Obviously there are myriad other elements that come into play for movement difficulty - to name a few, I've ignored balance, breath control, endurance factors, and only glossed over the basics like hold size and distribution, countless aspects of foothold placement, etc. But this should be a good start to being able to analyze what makes a move 'hard.'

Morphology in combination with the factors in this article makes the entire topic exponentially more complicated than can be covered in a blog post. Climb with a morphologically diverse group of climbers and you will quickly recognize patterns to which moves each body type struggles on. Developing that intuition is the only way to learn how to do some of the most basic tasks required of a routesetter:
  1. To set movement that is equitable for different body types, and still performed the same (or similarly)
  2. To understand, without having to ask or watch someone try it, what makes a move feel difficult
  3. To be able to accurately and quickly look at, analyze and constructively criticize a boulder problem (an extension to #2 in that it requires actual communication)
  4. To be able to change a move to add or remove difficulty in the most efficient possible manner.
I will probably return to this overwhelmingly complex topic some time in the future. For now, happy setting!

Monday, May 23, 2011

Aesthetics in Routesetting: a Design Primer

Our job as routesetters is to set the stage for a relationship between a climber and the wall. That relationship is the foundation of the rock climbing experience, whether it's indoors or outdoors, boulder or route. Every sensory element in the equation has potential to affect the climber's experience: the fingertips feeling texture, the ears hearing belayer calls or the cheering crowd, and, maybe most powerful of all, the eyes seeking a path upwards.

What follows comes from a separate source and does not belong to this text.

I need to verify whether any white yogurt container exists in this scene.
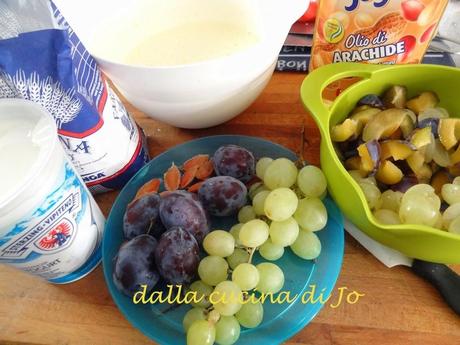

The main goal of setting a route could be many things: to create enjoyable movement, to give climbers a puzzle to solve, to challenge a climber physically, to separate a field of competitors. Any of these goals can benefit from an element that many new routesetters overlook: the aesthetic. The field of design in general asserts that there are certain inalienable patterns that are pleasing to the eye. Routesetting is no exception.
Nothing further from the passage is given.